Abstract
1- Introduction
2- Failure Mechanism of Link Slab
3- Theoretical Analysis of Stress Characteristics of the Bridge Link Slab
4- Introduction and FE Analysis of Steel-concrete Composite Flat Link Slab
5- Field Test of SCC-FLS
6- Conclusions
References
Abstract
Based on linear elastic theory, the concrete cracking problem of link slab on simply supported beam bridge was explored and theoretical analysis of bridge link slabs were carried out. Meanwhile, the formulas for calculating the stress of link slab were deduced and the cause for continuous damage of bridge deck was quantitatively analyzed. On the base of analysis of its failure mechanism, a new type of steel-concrete composite flat link slab was proposed. The results of full-scale model tests and finite element (FE) analysis indicated that it can alter the transfer path of internal forced inside the link slab and then concrete cracking can be prevented effectively.
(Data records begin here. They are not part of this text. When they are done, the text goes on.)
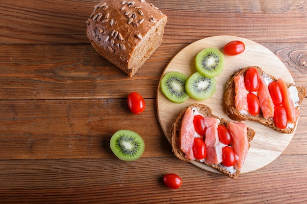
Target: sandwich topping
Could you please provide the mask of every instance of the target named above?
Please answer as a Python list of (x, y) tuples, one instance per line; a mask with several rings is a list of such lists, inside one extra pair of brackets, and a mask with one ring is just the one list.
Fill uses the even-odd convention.
[(280, 129), (291, 128), (299, 113), (298, 92), (294, 86), (289, 88), (283, 80), (273, 81), (260, 76), (257, 69), (250, 68), (244, 76), (234, 76), (236, 109), (242, 114), (257, 115), (260, 111), (265, 118), (272, 118)]
[(231, 173), (241, 170), (249, 146), (245, 123), (224, 126), (219, 119), (204, 116), (196, 108), (187, 109), (180, 136), (180, 149), (187, 159), (221, 165)]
It was found that the main factors to link slab failure were influentially descending from girder end upturning, longitudinal tensile action and girder end rotation. Furthermore, the unbonded region between girder and link slab can effectively decrease the continuous stress and then alleviate the damage to bridge deck. All those results in this paper can be used as a reference and guidance for further research and development of new type of bridge link slab and jointless bridge.
Introduction
The simply supported beam bridges with link slab have the advantages of simple structure, definite stress and convenient construction, and the link slab can lead to the jointless bridge deck in the simply supported beam bridge, which can avoid the bridge diseases and high maintenance costs caused by the bridge expansion joints. Therefore, the link slab has been widely used in small and medium span bridges. The concept of the link slab of simply-supported beam bridges was first proposed in the late 1970s (Loveall, 1985), which connecting the bridge deck as a whole instead of setting up special telescopic devices between two girders. This simply-supported beam bridge with link slab not only has the mechanical characteristics of simply-supported beam bridge, but also has good driving stability and driving comfort. However, in the process of bridge operation, there are many cracks in the bridge slab-deck, which not only affected the ride comfort, but also caused a series of diseases, such as bridge corrosion (Badie et al., 2001; Oesterle et al., 2004; Okeil and Elsafty, 2005; Attanayake et al., 2008; El-Safty, 2008). In 1998, Alampalli and Yannotti (1998) investigated the deck of 105 bridges (including the concrete girder bridge and the 33 steel girder bridges) in the United States of America, and found that almost all of the bridge decks continuously cracked, these diseases significantly increased the cost of bridge maintenance. In order to reduce the continuous deck damage, many scholars have explored the damage reasons and proposed improvements. Okeil and Elsafty (2005) compared the data from the experimental and FE analysis with the existing data in the literature, and explored the effect of the bridge deck pavement material stiffness on the angle of the continuous slab-deck (link slab), the angle formula of the continuous slab-deck (link slab) section under the static load was also derived. Kendall et al.